Jesus does not occupy himself less with man's futurity than with man's nature. At the same time that he lays down, in all its rigour, the principle of the moral law, the pure accomplishment of duty, he forgets not that man has need of happiness, and thirsts after happiness, after a happiness pure and lasting; he opens to virtue the prospect of its attainment, he holds out a hope, foreign to all worldly objects, hope of an ideal happiness inaccessible to the curiosity of man's mind, but apt to satisfy the aspirations of his soul, and not, as it were, a conquest to be effected by merit, nor the acquittal of a debt, but a recompense to be accorded to the virtuous efforts of man by the equitable benevolence of God. The Christian Religion, at the same time that it compels man during this life to constant and laborious exertion, has in store for him, if only he labour in accordance to the law, "the kingdom of God" and "the promises of eternal life."

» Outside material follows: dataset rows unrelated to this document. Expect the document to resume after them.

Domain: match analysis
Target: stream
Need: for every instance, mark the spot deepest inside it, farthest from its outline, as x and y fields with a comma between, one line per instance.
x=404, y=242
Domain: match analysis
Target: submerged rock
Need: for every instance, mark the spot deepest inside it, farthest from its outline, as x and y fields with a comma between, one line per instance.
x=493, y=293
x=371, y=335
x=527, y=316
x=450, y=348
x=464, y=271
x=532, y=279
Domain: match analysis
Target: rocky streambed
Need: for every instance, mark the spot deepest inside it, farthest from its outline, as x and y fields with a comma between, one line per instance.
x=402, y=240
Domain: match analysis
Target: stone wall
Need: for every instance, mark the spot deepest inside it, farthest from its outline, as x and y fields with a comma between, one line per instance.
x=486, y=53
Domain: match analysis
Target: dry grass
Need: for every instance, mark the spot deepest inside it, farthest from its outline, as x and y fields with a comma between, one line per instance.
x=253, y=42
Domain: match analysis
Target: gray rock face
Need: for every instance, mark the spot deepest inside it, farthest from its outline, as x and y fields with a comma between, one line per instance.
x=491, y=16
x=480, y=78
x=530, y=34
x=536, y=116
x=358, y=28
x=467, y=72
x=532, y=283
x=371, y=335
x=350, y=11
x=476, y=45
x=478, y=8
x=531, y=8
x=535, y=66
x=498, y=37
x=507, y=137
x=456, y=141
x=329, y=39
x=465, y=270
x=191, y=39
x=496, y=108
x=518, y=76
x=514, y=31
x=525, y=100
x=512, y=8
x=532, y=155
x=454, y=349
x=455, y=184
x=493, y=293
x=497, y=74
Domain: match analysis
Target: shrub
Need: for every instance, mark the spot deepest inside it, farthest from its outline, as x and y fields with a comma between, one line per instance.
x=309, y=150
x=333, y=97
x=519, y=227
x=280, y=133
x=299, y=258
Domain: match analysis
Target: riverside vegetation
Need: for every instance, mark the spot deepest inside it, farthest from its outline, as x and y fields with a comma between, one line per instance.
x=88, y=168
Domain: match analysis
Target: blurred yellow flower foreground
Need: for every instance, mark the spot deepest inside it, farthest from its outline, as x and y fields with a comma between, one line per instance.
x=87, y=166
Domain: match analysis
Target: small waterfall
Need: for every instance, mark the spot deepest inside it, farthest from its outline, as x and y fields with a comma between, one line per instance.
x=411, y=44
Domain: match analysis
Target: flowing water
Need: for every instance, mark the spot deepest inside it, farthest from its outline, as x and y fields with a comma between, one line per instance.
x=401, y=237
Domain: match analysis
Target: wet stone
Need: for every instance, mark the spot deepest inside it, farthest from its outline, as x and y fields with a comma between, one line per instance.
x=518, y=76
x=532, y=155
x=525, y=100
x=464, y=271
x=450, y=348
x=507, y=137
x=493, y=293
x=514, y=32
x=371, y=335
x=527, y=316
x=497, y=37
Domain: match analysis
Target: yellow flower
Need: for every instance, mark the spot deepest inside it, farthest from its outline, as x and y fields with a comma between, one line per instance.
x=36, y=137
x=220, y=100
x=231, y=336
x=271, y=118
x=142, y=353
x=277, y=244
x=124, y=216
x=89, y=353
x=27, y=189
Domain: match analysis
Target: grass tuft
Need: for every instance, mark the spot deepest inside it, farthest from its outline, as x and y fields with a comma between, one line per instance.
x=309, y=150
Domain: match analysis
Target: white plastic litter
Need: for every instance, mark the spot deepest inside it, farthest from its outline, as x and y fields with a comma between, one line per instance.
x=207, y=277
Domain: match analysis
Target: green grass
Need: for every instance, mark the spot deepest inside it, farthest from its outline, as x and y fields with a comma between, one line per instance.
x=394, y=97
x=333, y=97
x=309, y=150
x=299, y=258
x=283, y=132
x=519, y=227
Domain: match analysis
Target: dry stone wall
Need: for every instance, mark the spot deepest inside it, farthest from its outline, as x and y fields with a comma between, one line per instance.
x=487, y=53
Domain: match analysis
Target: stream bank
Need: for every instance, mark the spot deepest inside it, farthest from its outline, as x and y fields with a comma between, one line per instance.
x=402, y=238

Thus, Jesus knows human nature entirely, and satisfies it; he keeps simultaneously in view man's duties and his necessities, his weaknesses and his merits. He does not allow the curtain to fall upon the rude scenes of life, and the sad spectacles of the world, without any dénouement. He has a prospect, and a futurity, and a satisfaction for man, superior to his trials, and superior to his disappointments. In what manner does Jesus attain this result? How does he touch all the chords of man's soul, and respond to all its appeals? By the intimate union of morality with religion, of the moral law with moral responsibility: sole view, complete at once and definitive, of the nature and destiny of humanity; sole efficacious solution of the problems which weigh upon the thought and life of man!